The child tax credit, which has received a warm welcome from both parties, would help families pay for food, childcare and health care, according to Gianforte.

The governor said he felt “pretty comfortable” with where the proposal sat despite some pushback from both Democrats, who earlier this week said the budget proposals did not go far enough, and some Republicans who say they would like to spend more.

With an estimated $1.5 billion surplus, mostly from pandemic federal funds, Gianforte said the proposal aims to give money back to taxpayers with the one-time savings on property taxes – something both parties have agreed should happen.

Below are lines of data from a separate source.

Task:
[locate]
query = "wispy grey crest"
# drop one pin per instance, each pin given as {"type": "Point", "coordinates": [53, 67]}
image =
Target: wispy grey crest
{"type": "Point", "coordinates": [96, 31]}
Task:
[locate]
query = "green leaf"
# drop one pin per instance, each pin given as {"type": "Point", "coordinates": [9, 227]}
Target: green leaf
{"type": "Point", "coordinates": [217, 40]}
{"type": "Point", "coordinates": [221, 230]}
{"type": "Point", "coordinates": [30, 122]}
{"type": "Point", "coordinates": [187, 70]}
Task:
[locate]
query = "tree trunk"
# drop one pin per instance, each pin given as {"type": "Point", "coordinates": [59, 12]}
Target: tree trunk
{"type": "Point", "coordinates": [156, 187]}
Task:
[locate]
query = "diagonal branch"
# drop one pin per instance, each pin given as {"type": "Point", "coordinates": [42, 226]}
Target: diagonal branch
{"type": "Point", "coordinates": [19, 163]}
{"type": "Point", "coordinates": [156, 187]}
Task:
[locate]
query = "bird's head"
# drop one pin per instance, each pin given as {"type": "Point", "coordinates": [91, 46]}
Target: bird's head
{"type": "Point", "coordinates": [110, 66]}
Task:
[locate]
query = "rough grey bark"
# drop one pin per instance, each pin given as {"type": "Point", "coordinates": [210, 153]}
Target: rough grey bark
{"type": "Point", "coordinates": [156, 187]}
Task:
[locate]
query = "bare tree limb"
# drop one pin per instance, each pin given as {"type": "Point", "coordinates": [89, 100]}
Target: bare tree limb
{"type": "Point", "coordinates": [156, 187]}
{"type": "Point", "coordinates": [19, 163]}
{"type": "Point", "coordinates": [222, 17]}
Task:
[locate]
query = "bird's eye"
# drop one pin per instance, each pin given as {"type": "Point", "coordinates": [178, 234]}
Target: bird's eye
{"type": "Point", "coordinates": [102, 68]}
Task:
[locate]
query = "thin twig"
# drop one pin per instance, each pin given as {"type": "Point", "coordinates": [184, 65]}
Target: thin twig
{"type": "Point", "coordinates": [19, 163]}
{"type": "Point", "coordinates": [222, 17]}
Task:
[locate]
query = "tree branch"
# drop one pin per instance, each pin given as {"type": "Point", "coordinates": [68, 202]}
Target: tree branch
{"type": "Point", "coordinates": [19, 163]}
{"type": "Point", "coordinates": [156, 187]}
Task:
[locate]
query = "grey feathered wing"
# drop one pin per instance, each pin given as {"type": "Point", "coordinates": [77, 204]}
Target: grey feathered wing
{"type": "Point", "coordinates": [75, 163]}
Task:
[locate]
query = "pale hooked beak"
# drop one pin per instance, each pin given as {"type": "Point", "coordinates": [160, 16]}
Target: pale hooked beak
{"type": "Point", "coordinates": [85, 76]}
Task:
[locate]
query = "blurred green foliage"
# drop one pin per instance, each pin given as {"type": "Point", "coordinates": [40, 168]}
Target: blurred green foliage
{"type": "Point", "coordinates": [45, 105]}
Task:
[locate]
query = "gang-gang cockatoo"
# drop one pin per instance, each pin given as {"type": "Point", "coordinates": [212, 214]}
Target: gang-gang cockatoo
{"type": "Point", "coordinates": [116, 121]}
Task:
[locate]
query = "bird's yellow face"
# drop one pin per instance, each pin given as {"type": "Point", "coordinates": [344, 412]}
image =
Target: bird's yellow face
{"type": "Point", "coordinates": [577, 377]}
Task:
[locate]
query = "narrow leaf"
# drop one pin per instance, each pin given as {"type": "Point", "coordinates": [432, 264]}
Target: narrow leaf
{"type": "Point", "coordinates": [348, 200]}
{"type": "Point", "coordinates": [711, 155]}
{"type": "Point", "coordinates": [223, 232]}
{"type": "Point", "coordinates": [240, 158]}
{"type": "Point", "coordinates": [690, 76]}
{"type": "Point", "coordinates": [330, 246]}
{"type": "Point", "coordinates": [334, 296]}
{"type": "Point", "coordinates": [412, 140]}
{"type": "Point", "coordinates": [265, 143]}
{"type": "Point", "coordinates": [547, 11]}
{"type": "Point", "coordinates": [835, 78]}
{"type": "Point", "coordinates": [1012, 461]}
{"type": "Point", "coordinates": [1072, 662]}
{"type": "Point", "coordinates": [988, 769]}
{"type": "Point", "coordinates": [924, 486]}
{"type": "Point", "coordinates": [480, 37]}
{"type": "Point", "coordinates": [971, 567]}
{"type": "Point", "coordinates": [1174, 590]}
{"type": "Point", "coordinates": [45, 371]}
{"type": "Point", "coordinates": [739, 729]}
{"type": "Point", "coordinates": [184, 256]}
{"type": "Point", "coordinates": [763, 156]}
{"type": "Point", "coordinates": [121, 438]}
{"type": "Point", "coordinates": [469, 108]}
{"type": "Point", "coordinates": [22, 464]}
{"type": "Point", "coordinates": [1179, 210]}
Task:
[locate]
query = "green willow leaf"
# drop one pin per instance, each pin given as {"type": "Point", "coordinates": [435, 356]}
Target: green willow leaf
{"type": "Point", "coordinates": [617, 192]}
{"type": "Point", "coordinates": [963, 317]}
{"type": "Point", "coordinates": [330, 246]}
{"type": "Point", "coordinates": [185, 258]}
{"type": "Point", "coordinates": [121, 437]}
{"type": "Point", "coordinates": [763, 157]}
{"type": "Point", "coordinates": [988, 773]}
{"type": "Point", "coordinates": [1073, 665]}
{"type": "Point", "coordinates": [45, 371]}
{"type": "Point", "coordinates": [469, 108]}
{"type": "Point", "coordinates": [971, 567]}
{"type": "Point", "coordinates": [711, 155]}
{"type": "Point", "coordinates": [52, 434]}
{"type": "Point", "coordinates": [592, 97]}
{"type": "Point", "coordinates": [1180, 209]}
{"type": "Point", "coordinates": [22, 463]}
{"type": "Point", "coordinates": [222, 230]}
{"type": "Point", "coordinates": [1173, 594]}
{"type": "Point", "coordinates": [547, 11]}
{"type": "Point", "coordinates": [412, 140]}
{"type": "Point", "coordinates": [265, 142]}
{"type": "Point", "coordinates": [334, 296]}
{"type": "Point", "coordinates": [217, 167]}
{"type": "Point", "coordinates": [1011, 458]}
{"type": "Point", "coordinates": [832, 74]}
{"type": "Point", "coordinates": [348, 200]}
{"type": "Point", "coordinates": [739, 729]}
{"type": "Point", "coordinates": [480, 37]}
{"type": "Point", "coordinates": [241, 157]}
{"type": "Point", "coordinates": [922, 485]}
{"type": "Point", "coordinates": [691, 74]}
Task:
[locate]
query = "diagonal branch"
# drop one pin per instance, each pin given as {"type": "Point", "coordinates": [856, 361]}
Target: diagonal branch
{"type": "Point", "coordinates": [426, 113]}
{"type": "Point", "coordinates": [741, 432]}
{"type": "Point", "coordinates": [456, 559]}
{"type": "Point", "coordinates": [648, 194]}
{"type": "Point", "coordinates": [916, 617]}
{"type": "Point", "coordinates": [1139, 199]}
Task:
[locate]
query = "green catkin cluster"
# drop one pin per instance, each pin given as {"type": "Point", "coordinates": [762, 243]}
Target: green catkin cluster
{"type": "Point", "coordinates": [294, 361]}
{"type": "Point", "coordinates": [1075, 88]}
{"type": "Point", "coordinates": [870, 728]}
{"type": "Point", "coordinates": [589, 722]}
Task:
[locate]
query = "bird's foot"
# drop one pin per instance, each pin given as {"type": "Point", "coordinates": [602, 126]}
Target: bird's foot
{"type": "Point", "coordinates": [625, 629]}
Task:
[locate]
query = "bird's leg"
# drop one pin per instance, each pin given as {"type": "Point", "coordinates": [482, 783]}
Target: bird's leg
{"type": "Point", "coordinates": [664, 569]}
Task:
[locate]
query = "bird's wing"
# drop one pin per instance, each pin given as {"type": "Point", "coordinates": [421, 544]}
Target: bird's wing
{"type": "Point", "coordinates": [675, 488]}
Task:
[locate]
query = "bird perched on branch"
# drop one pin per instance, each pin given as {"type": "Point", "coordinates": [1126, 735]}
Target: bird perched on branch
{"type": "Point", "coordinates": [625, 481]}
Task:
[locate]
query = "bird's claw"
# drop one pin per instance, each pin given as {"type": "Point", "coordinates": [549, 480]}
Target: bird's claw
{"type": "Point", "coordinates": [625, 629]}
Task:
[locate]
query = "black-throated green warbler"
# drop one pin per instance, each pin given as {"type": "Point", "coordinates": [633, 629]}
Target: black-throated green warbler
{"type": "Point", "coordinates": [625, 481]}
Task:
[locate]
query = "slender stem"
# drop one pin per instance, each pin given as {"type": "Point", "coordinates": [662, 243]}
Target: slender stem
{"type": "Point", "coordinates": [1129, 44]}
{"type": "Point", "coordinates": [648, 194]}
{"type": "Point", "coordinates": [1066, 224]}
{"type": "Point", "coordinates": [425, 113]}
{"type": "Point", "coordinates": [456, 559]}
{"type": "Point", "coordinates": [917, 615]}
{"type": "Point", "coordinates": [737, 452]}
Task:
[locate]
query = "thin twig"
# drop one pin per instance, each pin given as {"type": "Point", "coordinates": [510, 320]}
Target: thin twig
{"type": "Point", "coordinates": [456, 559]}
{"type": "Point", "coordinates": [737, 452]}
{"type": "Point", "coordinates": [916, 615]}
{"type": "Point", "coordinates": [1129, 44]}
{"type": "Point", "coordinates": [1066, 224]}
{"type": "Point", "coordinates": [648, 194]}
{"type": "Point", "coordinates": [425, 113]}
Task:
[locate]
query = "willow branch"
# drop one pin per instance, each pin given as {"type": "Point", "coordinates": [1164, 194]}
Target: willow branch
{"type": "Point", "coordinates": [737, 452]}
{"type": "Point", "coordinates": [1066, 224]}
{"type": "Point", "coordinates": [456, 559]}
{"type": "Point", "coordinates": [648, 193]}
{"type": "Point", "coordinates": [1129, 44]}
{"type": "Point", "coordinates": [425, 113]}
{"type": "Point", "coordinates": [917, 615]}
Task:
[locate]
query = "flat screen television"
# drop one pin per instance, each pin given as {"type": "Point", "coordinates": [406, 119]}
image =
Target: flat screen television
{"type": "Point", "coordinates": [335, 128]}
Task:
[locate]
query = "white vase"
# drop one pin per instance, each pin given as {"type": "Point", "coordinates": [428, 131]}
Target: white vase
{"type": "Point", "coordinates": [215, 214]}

“Just like you would as a homeowner, if you got a one-time bonus, you might fix your roof,” the governor said. “That’s not going to incur long-term negative impacts on expenses, but it does give you a new roof, and that’s really how we feel.”

His proposal includes $300 million for improvements at the Montana State Hospital in Warm Springs and nearly $200 million for an overhaul of the Montana State Prison in Deer Lodge – both of which Gianforte said “we’ve been kicking the can down the road on … for far too long.”

The proposal aims to double the state’s rainy day fund and eliminate Montana’s debt this year.

“We don’t know what the economy’s going to do,” Gianforte said.

Lawmakers earlier this week heard bills in committee that would raise state employees’ wages and per-diem rates to help them “break even” and hopefully fill large numbers of vacant jobs statewide. Gianforte said he supports the effort.

“We have great state employees, and I’m pleased that working with the public sector union leadership, we were able to arrive at something that they were happy with, and we were happy with, that fits in the budget,” the governor said.

Gianforte said it was important for Montanans to reach out to their legislators to ensure lawmakers include the property tax relief many have been asking for, as well as their own priorities, and he stressed timeliness.

“I’d like to see all these key bills on my desk as quickly as possible,” he said.